Leclerc: "Faremo di tutto per essere pronti"
Charles Leclerc si è detto soddisfatto della prestazione a Spa, dove ha lottato fino all'ultimo con Antonelli per la vittoria. Il pilota monegasco ha sottolineato come la Ferrari sembri adattarsi meglio all'Hungaroring rispetto a Spa, ma ha invitato alla cautela ricordando quanto accaduto nel Gran Premio di Monaco. "Siamo consapevoli che la Ferrari si adatterà meglio all'Hungaroring che a Spa, però anche a Monaco pensavamo di essere i favoriti...", ha dichiarato Leclerc, aggiungendo: "in ogni caso, faremo di tutto per essere pronti se ci sarà l'opportunità di vincere".
Il risultato di Spa rappresenta una conferma della crescita costante della Ferrari, che nelle ultime settimane ha ridotto in modo significativo il divario con la Mercedes.
Questa evoluzione è frutto di un lavoro mirato sulla gestione delle strategie e sulla continuità dei risultati, aspetti cruciali per competere ai massimi livelli. Il secondo posto di Leclerc a Spa è stato particolarmente significativo, confermando il potenziale della SF-26 anche su piste con caratteristiche diverse. La penalità inflitta a Hamilton, giudicata severa da alcuni osservatori, potrebbe avergli impedito di lottare per il podio, ma la squadra ha comunque raccolto punti importanti per la classifica costruttori, rafforzando la propria posizione.
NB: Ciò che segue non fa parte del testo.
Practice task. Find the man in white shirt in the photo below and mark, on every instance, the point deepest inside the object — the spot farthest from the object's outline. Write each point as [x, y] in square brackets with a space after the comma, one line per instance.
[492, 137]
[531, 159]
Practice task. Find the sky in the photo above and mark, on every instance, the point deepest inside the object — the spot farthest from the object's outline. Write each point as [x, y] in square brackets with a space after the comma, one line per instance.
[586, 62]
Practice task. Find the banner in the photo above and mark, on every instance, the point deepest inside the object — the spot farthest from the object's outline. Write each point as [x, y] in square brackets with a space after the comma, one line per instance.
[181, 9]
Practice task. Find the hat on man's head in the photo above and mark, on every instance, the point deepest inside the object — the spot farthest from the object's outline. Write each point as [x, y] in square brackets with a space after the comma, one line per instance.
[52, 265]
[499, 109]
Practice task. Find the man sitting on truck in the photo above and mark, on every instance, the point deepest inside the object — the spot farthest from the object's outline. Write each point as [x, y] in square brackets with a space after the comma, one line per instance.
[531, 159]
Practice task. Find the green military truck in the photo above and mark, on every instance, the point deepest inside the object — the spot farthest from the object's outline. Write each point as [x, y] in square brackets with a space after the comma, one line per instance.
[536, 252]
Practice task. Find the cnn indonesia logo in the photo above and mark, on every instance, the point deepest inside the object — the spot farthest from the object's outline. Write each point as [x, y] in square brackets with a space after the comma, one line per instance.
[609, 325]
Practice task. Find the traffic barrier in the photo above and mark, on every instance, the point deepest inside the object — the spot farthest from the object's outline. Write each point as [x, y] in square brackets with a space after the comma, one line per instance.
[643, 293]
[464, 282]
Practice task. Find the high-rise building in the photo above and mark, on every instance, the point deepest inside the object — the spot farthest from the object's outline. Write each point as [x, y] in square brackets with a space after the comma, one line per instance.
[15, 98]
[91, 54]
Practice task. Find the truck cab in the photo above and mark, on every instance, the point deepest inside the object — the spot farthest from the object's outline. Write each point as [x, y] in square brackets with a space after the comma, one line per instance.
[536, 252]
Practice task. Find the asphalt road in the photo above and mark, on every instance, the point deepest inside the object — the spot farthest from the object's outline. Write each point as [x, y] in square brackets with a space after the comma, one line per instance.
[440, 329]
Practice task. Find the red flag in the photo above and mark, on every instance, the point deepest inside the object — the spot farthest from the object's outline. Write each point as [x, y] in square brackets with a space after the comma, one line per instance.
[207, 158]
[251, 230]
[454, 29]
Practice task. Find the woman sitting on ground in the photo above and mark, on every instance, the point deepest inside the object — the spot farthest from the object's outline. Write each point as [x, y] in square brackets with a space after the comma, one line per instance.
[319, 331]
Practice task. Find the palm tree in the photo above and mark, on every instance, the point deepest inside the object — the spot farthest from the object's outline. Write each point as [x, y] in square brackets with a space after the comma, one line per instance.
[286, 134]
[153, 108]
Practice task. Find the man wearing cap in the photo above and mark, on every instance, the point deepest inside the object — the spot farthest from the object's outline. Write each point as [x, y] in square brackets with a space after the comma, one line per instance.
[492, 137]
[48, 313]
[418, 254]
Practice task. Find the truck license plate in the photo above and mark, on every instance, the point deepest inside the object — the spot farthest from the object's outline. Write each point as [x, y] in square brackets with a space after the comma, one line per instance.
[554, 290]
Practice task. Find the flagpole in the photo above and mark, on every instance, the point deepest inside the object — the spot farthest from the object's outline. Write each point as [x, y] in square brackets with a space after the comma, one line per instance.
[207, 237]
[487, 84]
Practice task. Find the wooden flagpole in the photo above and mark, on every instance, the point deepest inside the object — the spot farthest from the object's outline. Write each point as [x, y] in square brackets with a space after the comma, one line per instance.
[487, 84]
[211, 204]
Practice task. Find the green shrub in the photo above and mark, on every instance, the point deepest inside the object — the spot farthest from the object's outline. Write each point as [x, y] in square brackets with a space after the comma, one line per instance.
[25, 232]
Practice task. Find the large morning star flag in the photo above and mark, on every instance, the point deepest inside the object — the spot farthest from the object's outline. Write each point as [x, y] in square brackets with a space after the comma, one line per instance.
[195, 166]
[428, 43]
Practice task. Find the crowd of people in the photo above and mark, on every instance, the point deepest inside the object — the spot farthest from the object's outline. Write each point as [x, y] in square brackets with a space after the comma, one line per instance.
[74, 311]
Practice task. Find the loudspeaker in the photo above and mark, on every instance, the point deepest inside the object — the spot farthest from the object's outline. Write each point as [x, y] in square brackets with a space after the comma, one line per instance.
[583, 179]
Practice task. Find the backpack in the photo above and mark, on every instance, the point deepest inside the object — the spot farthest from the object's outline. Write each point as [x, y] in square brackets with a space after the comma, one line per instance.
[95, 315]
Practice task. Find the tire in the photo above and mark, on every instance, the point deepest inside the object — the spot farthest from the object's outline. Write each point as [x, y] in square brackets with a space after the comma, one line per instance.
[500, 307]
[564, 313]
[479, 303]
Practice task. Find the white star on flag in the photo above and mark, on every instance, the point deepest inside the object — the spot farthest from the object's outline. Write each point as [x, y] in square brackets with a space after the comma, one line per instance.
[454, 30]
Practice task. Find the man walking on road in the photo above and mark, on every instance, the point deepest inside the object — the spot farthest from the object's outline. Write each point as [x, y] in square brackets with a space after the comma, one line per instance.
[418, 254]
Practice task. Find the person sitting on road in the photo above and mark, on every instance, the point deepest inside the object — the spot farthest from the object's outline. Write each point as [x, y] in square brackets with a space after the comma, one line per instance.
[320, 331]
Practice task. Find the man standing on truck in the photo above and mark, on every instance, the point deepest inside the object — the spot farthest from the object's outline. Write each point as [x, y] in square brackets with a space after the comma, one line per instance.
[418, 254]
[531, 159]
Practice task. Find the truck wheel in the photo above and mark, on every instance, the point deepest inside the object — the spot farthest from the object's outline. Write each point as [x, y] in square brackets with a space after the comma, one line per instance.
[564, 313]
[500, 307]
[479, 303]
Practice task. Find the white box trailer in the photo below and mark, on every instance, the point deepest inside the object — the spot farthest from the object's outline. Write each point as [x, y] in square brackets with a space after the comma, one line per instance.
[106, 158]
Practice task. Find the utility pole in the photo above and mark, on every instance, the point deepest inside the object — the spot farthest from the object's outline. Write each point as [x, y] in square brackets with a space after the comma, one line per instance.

Sul fronte del titolo piloti, la posizione di Andrea Kimi Antonelli si è ulteriormente rafforzata grazie alla vittoria in Belgio e alla nuova uscita di scena anticipata di George Russell.
Nel frattempo, Lewis Hamilton si è portato al secondo posto nella graduatoria generale, dimostrando una ritrovata forma. Il pubblico italiano continua a seguire con grande passione le imprese dei protagonisti della Formula 1: il Gran Premio del Belgio ha registrato un'ottima audience, con 1,55 milioni di spettatori medi complessivi su Sky e 1,33 milioni per la differita su TV8, a testimonianza del crescente interesse.
In vista dell'Ungheria, la Ferrari punta a confermare i progressi e a sfruttare ogni opportunità per avvicinarsi ulteriormente alla Mercedes. Il prossimo Gran Premio sarà decisivo anche per le strategie di gestione della power unit in vista della seconda parte della stagione, un momento chiave per le ambizioni del campionato.
Il motorsport italiano vive un momento particolarmente positivo, con giovani piloti protagonisti anche nelle categorie minori, alimentando l'entusiasmo. Se la crescita della Ferrari dovesse proseguire con questa costanza, il finale di stagione potrebbe riservare nuove e grandi soddisfazioni per i tifosi italiani, con Monza che si preannuncia come uno degli appuntamenti più attesi dell'anno.